A couple of examples:

  1. User wants to contribute to “Camera Shake” asset. They have a better “noise algorithm” that results in more realistic shakes. How do we add it?
  2. Users find that value of some node (that is not exposed as input) is too large and want to change it. When doing that, all of the users who have calibrated their projects to that large value will get different look and will have to dial back.
  3. Someone contributes changes to an asset that does something seemingly unimportant, like use Map Range instead of Color Ramp or something like that. How do we test that nothing is broken?

Do we just keep adding new nodes instead of changing old ones? Do we have tests for asset results?

That’s the opposite of how asset embedding is meant to work. The node group is stored “embedded” in the file.

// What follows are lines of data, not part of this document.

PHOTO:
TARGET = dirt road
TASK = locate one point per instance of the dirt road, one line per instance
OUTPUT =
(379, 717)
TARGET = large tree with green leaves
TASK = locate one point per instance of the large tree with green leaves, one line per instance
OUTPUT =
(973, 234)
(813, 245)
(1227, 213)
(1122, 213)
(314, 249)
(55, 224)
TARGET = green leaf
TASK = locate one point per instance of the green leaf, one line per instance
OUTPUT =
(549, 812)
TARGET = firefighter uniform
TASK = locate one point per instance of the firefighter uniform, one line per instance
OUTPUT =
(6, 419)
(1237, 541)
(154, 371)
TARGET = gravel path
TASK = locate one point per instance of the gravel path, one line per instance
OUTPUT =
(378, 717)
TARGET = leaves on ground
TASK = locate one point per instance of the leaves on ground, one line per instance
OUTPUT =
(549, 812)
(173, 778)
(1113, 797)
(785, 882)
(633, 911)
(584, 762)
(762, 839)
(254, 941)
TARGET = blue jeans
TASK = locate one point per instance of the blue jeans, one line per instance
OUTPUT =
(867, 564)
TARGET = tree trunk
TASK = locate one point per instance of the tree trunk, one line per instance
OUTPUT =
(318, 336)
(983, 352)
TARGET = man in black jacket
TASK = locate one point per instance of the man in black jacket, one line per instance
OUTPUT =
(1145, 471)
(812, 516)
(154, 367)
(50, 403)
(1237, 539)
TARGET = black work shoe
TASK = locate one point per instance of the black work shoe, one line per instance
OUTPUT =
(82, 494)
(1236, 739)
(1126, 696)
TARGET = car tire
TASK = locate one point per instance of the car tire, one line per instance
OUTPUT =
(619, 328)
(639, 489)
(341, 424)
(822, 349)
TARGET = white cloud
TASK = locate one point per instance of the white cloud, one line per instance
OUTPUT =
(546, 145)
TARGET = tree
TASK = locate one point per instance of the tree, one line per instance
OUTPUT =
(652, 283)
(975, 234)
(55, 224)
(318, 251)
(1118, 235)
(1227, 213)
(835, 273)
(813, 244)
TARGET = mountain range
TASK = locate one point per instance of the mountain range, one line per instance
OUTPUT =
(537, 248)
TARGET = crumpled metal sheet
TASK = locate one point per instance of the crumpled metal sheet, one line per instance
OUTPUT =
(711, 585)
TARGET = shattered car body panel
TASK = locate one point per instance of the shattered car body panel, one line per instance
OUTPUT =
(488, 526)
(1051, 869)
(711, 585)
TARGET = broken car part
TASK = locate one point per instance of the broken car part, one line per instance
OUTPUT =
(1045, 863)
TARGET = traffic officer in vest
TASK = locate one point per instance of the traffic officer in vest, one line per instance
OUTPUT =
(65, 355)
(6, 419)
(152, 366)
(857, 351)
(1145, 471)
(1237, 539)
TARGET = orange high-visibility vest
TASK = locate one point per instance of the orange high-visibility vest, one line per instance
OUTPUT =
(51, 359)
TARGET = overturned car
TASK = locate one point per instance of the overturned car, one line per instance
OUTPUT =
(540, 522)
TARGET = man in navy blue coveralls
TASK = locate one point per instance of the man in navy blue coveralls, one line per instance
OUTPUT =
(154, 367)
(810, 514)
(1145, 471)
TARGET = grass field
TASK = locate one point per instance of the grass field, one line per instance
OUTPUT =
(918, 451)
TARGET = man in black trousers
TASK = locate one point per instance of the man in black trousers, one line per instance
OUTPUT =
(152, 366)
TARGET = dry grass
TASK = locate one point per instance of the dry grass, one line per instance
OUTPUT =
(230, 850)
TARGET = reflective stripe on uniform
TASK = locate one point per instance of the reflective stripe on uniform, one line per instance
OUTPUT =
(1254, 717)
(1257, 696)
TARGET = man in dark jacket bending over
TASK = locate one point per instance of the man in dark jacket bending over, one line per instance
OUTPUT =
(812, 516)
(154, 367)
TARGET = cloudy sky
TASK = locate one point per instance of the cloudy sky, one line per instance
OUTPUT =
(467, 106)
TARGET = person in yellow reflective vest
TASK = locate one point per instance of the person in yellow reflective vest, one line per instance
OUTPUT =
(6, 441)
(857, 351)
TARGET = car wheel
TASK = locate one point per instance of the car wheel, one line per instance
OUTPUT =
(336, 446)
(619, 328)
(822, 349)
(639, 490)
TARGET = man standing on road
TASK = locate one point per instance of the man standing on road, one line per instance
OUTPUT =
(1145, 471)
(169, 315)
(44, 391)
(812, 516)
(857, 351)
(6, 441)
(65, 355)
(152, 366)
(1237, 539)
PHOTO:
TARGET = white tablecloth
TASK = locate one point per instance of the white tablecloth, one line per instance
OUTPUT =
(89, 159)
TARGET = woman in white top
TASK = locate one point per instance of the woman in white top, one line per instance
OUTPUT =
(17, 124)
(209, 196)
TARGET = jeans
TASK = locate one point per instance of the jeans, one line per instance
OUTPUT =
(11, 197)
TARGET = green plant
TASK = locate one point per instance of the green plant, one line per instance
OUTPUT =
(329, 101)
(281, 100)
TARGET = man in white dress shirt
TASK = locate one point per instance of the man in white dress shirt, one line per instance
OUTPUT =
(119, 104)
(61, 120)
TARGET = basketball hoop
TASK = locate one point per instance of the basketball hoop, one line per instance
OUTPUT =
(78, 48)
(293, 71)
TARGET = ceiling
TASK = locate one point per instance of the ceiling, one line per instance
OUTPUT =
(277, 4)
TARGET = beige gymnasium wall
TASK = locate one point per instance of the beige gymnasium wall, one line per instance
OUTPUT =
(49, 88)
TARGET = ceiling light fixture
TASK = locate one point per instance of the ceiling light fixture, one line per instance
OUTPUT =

If the source is changed in the asset file, it won’t be deduplicated with the asset currently in the file because it’s changed and the ID hash reflects that.

Ah alright, I had wrong idea about it then, it’s good to know it won’t change existing projects for users (although it will probably introduce some confusions at first), but testing and version history, reviewing contributions are still important topics imo.

There is a blend2json.py script in the Blender repository that could help with blendfile asset review.

In general it would be useful to write a script that can inspect new extensions or compare between two extension versions. It could give an overview of the changes, and flag potential issues. Maybe reviewers from e.g. Superhive would be interested in contributing or using it.

Though this is probably not the right topic to discuss this, I’ll split it off into its own to avoid distracting from the user feedback about compositing.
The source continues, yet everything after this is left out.